Friday, June 12, 2020

Why The Protests For George Floyd When Not For Others

On social media and in some articles, I have seen this question asked by some: Why are people protesting and marching in the streets and why are government officials demanding action over the death of George Floyd when (and then the usual example of blacks shooting other blacks in the streets of Chicago is given) other killings are going on and no one is protesting or seems to care about their lives?

RIP: George Perry Floyd, Jr. [Oct. 14, 1973-May 25, 2020]  

At first blush, this seemed like a reasonable question to me but at the same time it gave me a sickening feeling in my stomach and I wondered why am I having this conflicting feeling.  I will answer in two parts: 1. Why is there such an overwhelming reaction to the George Floyd murder (not just in the US but all over the world) when there is not the same visceral reaction to other killings?; and 2. Why did I experience such a sickening feeling in my stomach just by that question being asked?

1. Why the greater outpouring of emotion and protests and talk of reform after the George Floyd death in relation to other tragic deaths and killings all over the United States?  The answer is because unlike any other time I can remember in my life, we have actual video and audio, for an extended time, of a hate crime and I would call torture taking place right in front of our eyes and ears; and what is even worse, it was done by a member of law enforcement, a man who is supposed to be there to protect the people [like the overwhelming majority of police officers do-putting their own lives on the line] was instead taking a man's life in the cruelest way.  Not only did we see that, we painfully heard the cries of George Floyd begging for his life, telling the officer he couldn't breathe over and over and over again; and in one of the most emotional tearful horrible things to hear, George Floyd, called out for his dead mother.  If you are not pained and moved by that, you do not have a heart. 
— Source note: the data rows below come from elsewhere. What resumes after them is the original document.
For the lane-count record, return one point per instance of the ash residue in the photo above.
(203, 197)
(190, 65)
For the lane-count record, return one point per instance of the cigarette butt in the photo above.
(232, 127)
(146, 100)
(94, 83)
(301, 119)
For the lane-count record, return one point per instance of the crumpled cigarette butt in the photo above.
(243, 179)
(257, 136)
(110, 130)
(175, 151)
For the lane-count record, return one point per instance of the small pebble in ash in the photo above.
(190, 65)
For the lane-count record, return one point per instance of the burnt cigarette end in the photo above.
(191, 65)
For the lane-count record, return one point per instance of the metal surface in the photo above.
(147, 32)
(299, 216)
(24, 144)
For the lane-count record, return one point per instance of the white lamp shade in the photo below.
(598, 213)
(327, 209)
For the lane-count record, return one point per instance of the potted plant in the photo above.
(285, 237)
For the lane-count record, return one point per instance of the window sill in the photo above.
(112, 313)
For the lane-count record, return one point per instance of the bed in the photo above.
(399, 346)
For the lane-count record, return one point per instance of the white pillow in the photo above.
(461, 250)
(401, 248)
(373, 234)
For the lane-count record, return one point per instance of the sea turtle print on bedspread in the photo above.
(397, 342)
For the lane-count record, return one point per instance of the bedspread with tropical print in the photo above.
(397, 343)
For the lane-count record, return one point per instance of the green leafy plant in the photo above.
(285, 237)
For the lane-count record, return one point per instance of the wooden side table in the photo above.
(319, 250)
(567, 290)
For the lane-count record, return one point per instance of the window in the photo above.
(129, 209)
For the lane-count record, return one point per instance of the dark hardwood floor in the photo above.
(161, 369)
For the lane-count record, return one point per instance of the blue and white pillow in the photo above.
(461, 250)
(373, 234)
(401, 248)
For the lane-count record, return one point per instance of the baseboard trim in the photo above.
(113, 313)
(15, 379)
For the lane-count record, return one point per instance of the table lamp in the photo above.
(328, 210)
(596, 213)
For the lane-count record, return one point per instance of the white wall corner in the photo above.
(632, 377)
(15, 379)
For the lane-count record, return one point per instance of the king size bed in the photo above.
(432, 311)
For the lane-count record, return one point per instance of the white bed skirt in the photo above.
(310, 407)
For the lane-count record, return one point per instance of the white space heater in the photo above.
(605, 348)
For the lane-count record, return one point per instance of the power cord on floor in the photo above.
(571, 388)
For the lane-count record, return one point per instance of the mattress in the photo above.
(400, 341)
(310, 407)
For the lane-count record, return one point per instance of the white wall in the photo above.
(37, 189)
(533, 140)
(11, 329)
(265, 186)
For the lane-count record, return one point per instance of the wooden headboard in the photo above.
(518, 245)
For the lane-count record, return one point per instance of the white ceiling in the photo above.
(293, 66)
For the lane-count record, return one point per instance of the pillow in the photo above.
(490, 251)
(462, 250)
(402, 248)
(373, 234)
We mourn all those dead, killed by violent action. Yes, we mourn the police officers who were killed by evil action and are sickened by it; we mourn those kids killed in senseless and yes evil black on black shootings in Chicago; we mourn other blacks who have been wrongly killed by the police, like Breonna Taylor - a good, wonderful first-responder ER Technician, shot by police in her own home, who broke in without knocking.  We mourn them all equally as we pray for and mourn all who have lost a loved one-no matter how they have died.

By marching for and protesting for George Floyd, when we did not for others, we do not mean to demean those other lives lost.  It is just because we were able to see this hate crime taking place on video and hear a human being begging for his life with our ears, without an ounce of humanity shown by that police officer [I do not even want to dignify him by saying his name],  that is why this is different.
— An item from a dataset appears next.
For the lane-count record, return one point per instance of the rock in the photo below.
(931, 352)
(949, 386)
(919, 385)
2.  Why did I experience such a sickening feeling by just the question be asked-why not protests for the others?  There are two reasons.  By asking that question, to me it is implying [and some actually say this straight out] that because we protest and march and speak out for George, we don't really care about other blacks who were killed by blacks, or we don't care about the policemen killed, and some viciously, by evil people.  That is wrong and that is a sickening implication to me.

The second reason is, from those who are asking that question, aren't they attempting to take away this moment that we are honoring and celebrating the life of George Floyd, the pain that the family and the nation and the world feels.  That really gave me a sick feeling in my stomach that there would be people [even many who I like and admire] who could not understand why seeing the sickening video and audio of the George Floyd murder would make the whole world speak out.

Yes, you are right who ask that question, George Floyd's death is not any more hurtful to his family than all the other families who have lost loved ones to violence; and it is because all of their lives mattered George Floyd's life mattered; and it is because all lives matter, Black Lives Matter!